In a parallel trend testing approach, @Thomas Bilach has an intuitive way to perform by assessing coefficients leads. Intuitively speaking, the specification is
$y_{it} = \alpha_i + \lambda_t + \sum_{\tau = 1}^{q}\theta_{+\tau} d_{i,t+\tau} + \delta D_{it} + u_{it},$
where the model includes unit fixed effects, time fixed effects, a series of lead indicators $d_{it}$, and the contemporaneous policy variable $D_{it}$. The leads should be standardized in a way that $d_{i,t+1}$ is equal to 1 if a treated jurisdiction is 1 year before adoption, 0 otherwise. Similarly, $d_{i,t+2}$ is equal to 1 if a treated jurisdictions is 2 years before adoption, 0 otherwise. The equation generalizes to any number of $q$ leads. The choice of how many leads to include is for you to decide. The estimates of the $\theta_{\tau}$'s should be indistinguishable from 0, which some evaluators investigate using a joint null test. The goal is to assess the "collective significance" of the lead coefficients.

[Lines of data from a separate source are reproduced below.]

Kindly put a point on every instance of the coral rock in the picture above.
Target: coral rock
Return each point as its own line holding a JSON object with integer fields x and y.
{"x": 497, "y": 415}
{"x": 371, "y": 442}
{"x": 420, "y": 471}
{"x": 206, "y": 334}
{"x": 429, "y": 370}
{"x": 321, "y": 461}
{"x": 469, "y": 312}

It makes sense to me. However, I have not yet fully understood what does $d_{i,t}$ mean. I am quite confused because from the explanation above, "$d_{i,t+1}$ is equal to 1 if a treated jurisdiction is 1 year before adoption, 0 otherwise" means that at 1 year before adoption, all observations got the value of $d_{i,t+1}$ equalling to 1, so what do we really test here?